Euclid's work in geometry set new standards for mathematical rigor, and for centuries was the paragon that all other proofs were compared to. Even so, Euclid's proofs are teeming with unstated assumptions that no modern mathematician could get away with. As Bertrand Russell put it:
Countless errors are involved in his first eight propositions. That is to say, not only is it doubtful whether his axioms are true, which is a comparatively trivial matter, but it is certain that his propositions do not follow from the axioms which he enunciates. A vastly greater number of axioms, which Euclid unconsciously employs, are required for the proof of his propositions.
Lewis Carroll made the same point more amusingly when he created a proof that all triangles are isosceles. The proof is just as rigorous as any of Euclid's; it just happens that some of its unstated assumptions are false.

So, what exactly are the "vastly greater number of axioms"? David Hilbert provided an answer in his 1899 book Grundlagen der Geometrie (Foundations of Geometry). The complete set, which includes all five of Euclid's axioms or their equivalents, can be seen below.

It should be noted that these axioms describe three dimensional Euclidean geometry. For two dimensional geometry, some of the axioms can be simplified or omitted. In four or more dimensions, only one of the axioms is false: the seventh axiom of incidence, that two planes with one point in common must have another point in common.

Alfred Tarski later came up with another axiomatization of geometry, but his is not an extension of Euclid's axioms. Rather, it starts over from first order logic, with the point as its only primitive object.


Axioms of incidence:

1. For every two points A, B there exists a line a that contains each of the points A, B.

2. For every two points A, B there exists no more than one line that contains each of the points A, B.

3. There exist at least two points on a line. There exist at least three points that do not lie on a line.

4. For any three points A, B, C that do not lie on the same line there exists a plane alpha that contains each of the points A, B, C. For every plane there exists a point which it contains.

5. For any three points A, B, C that do not lie on one and the same line there exists no more than one plane that contains each of the three points A, B, C.

6. If two points A, B of a line a lie in a plane alpha then every point of a lies in the plane alpha.

7. If two planes alpha, beta have a point A in common then they have at least one more point B in common.

8. There exist at least four points which do not lie in a plane.

Axioms of order:

1. If a point B lies between a point A and a point C then the points A, B, C are three distinct points of a line, and B then also lies between C and A.

2. For two points A and C, there always exists at least one point B on the line AC such that C lies between A and B.

3. Of any three points on a line there exists no more than one that lies between the other two.

4. Let A, B, C be three points that do not lie on a line and let a be a line in the plane ABC which does not meet any of the points A, B, C. If the line a passes through a point of the segment AB, it also passes through a point of the segment AC, or through a point of the segment BC.

Axioms of congruence:

1. If A, B are two points on a line a, and A' is a point on the same or on another line a' then it is always possible to find a point B' on a given side of the line a' through A' such that the segment AB is congruent or equal to the segment A'B'.

2. If a segment A'B' and a segment A''B'', are congruent to the same segment AB, then the segment A'B' is also congruent to the segment A''B'', or briefly, if two segments are congruent to a third one they are congruent to each other.

3. On the line a let AB and BC be two segments which except for B have no point in common.

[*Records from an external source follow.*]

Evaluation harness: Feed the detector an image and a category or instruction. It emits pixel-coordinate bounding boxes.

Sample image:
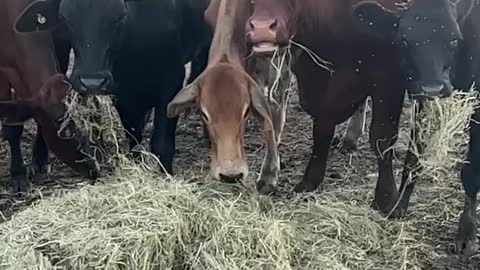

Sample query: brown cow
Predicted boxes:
[168,0,280,193]
[0,0,98,193]
[246,0,407,216]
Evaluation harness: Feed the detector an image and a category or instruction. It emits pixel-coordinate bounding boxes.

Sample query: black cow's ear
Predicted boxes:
[15,0,60,33]
[353,1,400,38]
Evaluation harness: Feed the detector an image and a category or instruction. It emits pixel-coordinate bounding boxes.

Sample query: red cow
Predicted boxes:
[0,0,98,193]
[246,0,407,216]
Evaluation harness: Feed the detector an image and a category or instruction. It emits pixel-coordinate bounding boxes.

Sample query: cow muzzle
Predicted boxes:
[212,161,248,183]
[247,18,288,55]
[75,71,114,95]
[410,82,453,100]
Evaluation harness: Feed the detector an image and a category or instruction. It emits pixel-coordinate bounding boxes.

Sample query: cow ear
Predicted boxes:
[167,81,199,118]
[353,0,400,38]
[15,0,60,33]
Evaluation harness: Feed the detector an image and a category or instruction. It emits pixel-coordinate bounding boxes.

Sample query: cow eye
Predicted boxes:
[200,111,208,122]
[450,39,458,49]
[243,107,250,118]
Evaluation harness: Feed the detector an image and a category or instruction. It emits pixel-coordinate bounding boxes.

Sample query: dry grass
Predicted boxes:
[412,91,479,182]
[0,154,419,270]
[59,90,126,169]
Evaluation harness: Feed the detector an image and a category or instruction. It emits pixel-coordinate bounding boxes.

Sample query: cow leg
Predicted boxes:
[370,88,404,217]
[32,124,50,180]
[151,105,178,174]
[115,98,147,154]
[456,110,480,257]
[2,125,30,193]
[397,102,424,217]
[187,46,210,84]
[151,67,184,174]
[340,101,367,152]
[294,119,335,192]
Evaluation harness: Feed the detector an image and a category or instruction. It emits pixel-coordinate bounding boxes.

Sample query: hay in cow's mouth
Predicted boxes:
[0,154,417,270]
[59,90,126,169]
[410,88,480,182]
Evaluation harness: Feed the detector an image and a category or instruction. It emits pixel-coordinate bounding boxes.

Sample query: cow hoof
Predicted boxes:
[330,136,342,147]
[29,164,50,182]
[293,181,318,193]
[455,213,478,257]
[257,180,277,195]
[339,137,358,153]
[10,175,30,195]
[371,200,406,219]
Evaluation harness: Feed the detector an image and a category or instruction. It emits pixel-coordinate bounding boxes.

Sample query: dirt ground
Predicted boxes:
[0,66,480,270]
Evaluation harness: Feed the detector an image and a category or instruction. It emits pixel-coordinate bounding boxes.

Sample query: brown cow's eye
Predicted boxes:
[200,111,208,122]
[243,108,250,118]
[450,39,458,48]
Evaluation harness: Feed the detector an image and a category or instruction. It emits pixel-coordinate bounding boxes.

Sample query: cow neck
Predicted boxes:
[0,0,58,99]
[209,0,249,67]
[450,0,480,26]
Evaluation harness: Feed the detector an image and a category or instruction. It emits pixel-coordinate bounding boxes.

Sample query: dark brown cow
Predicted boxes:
[168,0,279,193]
[0,0,98,192]
[247,0,407,216]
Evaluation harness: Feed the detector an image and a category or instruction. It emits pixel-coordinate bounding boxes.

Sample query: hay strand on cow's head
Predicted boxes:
[411,87,479,181]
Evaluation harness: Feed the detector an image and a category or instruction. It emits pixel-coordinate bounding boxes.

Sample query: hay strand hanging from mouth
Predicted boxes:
[410,89,479,182]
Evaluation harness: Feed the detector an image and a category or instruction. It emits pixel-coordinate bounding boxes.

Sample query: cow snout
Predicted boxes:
[212,161,248,183]
[247,18,281,54]
[412,82,453,99]
[220,171,244,183]
[78,72,113,95]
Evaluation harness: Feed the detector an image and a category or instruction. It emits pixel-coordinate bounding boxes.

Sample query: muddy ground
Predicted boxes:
[0,65,480,270]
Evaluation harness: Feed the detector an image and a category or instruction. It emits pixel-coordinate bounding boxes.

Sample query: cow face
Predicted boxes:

Furthermore, on the same or on another line a' let A'B' and B'C' be two segments which except for B' also have no point in common. In that case, if AB is congruent to A'B' and BC is congruent to B'C', then AC is congruent to A'C'.

4. Let theta be an angle in the plane alpha given by the rays h and k and a' a line in a plane alpha' and let a definite side of a' in alpha' be given. Let h' be a ray on the line a' that emanates from the point O'. Then there exists in the plane alpha' one and only one ray k' such that the angle that is congruent or equal to the angle theta' given by the rays h' and k' and at the same time all interior points of the angle theta' lie on the given side of a'. Every angle is congruent to itself, i.e., theta (is congruent to) theta is always true.

5. If for two triangles ABC and A'B'C' the congruences AB (is congruent to) A'B', AC (is congruent to) A'C', (the angle) BAC (is congruent to) (the angle) B'A'C', then the congruence (the angle) ABC (is congruent to) (the angle) A'B'C' is also satisfied.

Axiom of parallels:

1. Let a be any line and A a point not on it. Then there is at most one line in the plane, determined by a and A, that passes through A and does not intersect a.

Axioms of continuity:

1. If AB and CD are any segments then there exists a number n such that n segments BC constructed contiguously from A, along the ray from A through B, will pass beyond the point B.

2. An extension of a set of points on a line with its order and congruence relations that would preserve the relations existing among the original elements as well as the fundamental properties of line order and congruence that follows from all the previous axioms but the axiom of parallels is impossible.